Run the Search on ClarityCheck

ClarityCheck's People Lookup pulls publicly available records, including address history, associated names, court records, and more, in a single search. If it's in the public record, this is where you'll find it.

Frequently Asked Questions About Finding Out if Someone is Married

The most reliable approach is to search public records. In most countries, marriage records are registered with a government body, such as a county clerk, civil registry, or vital records office, and are publicly accessible. ClarityCheck's People Lookup can surface marriage history, associated names, and address data that may indicate a shared household, without needing to visit a government office.

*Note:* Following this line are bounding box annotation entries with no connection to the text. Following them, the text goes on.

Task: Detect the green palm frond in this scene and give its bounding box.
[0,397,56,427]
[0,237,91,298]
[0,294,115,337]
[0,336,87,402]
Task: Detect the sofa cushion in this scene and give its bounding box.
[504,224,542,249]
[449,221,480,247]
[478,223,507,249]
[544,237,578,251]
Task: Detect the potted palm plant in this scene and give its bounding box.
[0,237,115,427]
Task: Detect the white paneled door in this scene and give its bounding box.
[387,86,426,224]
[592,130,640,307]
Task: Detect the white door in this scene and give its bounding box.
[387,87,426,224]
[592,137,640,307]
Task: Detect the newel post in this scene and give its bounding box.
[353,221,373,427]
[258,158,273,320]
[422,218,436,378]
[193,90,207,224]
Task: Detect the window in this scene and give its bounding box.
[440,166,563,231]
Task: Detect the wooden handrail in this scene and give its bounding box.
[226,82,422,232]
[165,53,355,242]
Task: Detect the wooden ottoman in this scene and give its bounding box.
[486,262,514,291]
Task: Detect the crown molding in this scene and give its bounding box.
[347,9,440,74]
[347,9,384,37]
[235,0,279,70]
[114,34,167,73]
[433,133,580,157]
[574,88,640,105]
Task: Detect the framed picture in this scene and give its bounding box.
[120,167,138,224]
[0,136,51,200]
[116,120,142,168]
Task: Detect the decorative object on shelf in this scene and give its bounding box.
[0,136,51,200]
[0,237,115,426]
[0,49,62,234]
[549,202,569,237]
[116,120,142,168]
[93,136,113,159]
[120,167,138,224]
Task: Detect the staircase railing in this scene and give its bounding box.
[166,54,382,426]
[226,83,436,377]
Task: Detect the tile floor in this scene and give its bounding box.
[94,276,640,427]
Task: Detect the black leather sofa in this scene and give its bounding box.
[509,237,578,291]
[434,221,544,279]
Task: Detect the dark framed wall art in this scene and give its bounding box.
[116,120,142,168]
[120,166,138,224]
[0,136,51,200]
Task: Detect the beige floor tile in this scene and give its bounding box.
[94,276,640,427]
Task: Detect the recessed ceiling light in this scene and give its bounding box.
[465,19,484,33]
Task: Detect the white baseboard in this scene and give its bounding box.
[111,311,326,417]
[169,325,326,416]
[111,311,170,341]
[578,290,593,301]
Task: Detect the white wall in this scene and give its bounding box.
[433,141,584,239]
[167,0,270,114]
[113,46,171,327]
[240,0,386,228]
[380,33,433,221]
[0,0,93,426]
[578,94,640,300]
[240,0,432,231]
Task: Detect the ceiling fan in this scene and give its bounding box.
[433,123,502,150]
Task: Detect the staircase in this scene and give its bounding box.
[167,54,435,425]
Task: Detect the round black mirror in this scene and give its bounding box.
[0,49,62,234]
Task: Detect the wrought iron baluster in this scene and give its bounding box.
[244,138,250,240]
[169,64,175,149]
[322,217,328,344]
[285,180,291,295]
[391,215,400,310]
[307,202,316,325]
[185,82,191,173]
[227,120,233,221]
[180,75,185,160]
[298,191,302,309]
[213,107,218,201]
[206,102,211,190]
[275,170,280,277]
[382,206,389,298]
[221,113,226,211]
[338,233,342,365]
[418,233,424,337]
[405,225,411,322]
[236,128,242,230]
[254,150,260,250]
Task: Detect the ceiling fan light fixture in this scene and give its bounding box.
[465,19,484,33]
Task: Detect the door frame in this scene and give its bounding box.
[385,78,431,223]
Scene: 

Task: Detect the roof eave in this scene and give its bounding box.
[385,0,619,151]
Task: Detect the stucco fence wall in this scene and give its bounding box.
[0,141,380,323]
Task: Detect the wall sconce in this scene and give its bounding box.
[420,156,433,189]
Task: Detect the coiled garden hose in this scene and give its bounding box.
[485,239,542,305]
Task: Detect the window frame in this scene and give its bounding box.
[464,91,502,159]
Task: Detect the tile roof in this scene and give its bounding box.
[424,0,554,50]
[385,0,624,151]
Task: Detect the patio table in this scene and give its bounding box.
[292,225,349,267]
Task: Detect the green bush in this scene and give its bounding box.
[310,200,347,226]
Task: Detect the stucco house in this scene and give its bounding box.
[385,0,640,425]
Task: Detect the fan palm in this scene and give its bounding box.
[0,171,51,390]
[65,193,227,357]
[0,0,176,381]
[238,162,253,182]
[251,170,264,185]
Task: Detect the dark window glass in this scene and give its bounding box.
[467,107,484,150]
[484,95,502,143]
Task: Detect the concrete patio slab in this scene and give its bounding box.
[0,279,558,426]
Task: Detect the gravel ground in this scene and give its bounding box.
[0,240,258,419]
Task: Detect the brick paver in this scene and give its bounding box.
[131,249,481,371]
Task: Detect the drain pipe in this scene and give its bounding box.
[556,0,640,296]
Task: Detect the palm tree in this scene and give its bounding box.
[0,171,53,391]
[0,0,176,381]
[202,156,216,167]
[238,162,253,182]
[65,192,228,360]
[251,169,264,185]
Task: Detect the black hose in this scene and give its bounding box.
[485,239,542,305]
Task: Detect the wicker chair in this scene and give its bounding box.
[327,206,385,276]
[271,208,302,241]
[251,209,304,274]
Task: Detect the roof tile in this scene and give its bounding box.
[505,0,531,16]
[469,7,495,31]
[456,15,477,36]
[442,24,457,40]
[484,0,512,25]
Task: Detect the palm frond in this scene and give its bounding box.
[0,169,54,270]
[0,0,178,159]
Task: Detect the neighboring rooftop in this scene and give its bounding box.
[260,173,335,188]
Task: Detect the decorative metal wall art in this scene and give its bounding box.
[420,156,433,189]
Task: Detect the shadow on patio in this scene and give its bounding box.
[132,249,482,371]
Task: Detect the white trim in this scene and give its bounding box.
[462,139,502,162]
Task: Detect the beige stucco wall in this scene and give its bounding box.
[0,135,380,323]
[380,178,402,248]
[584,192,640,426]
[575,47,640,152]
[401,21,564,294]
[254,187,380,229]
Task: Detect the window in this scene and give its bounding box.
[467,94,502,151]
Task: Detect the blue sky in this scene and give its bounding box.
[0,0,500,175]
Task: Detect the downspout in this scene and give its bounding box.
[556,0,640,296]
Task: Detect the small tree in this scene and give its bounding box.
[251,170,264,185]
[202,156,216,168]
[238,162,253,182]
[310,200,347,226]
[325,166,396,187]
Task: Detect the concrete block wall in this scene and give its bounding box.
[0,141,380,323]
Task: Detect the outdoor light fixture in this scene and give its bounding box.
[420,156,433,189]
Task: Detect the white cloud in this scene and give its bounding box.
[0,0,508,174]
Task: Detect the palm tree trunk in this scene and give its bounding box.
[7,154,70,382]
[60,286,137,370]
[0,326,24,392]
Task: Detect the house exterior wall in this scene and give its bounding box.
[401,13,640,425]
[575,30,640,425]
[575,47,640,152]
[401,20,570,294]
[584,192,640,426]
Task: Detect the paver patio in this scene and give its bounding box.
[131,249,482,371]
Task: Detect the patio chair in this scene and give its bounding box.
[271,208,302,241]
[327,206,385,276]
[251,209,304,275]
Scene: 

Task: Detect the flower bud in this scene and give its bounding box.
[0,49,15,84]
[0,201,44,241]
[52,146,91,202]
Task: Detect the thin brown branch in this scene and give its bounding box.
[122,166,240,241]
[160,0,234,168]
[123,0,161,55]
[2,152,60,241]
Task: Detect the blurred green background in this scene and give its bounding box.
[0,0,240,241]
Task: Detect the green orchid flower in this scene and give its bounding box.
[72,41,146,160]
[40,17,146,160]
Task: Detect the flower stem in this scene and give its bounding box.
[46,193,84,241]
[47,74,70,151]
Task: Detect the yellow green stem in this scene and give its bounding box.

In most countries, yes. The US, UK, Canada, and Australia all maintain publicly accessible marriage records, though the ease of access varies by jurisdiction. Some records are fully searchable online; others require a formal request or in-person visit. Where records are available digitally, a people-search tool is the fastest way to check.

You can search through a tool like ClarityCheck's People Lookup, which aggregates publicly available records, or go directly to the relevant civil registry or county clerk's website for the jurisdiction where the person has lived. Most offer a free name-based search. A full name and approximate location is usually enough to start.

Most county clerk websites and state vital records offices offer a free name-based search. The limitation is coverage, so you'll need to know which jurisdiction to search. A people-search tool like ClarityCheck aggregates records across jurisdictions and surfaces results in a single search, saving you from having to check each county or state individually.

Divorce records are public court filings in most US jurisdictions and are searchable by name through your state court's online case index. Most of the time, this is free. ClarityCheck's People Lookup may also surface divorce records alongside other public record data. If someone was previously married and divorced, checking both the marriage record and the divorce record gives you the most complete picture.

Yes. Divorce is a legal proceeding and the resulting records are generally public in most jurisdictions. A finalized divorce decree is filed with the court and is typically searchable by name. ClarityCheck's People Lookup may surface this alongside other public records, or you can search the relevant court's online records system directly.

A clean result means no marriage record surfaced in the accessible public record — not necessarily that no marriage exists. Records from jurisdictions that haven't digitized their filings, or from countries with restricted public access, may not appear. If you want certainty, a direct search with the relevant civil registry is the most thorough option.

In most jurisdictions, yes. Marriage records are public documents and searching them through ClarityCheck or directly through a government registry is legal. ClarityCheck surfaces public records only; no private or protected data is involved. As with all public records tools, results are for personal, informational use.

Narrow the search by location and approximate age. ClarityCheck's People Lookup and most civil registry databases allow you to filter by region, which significantly reduces false matches. Adding a known city or state alongside the name is usually enough to get to the right person.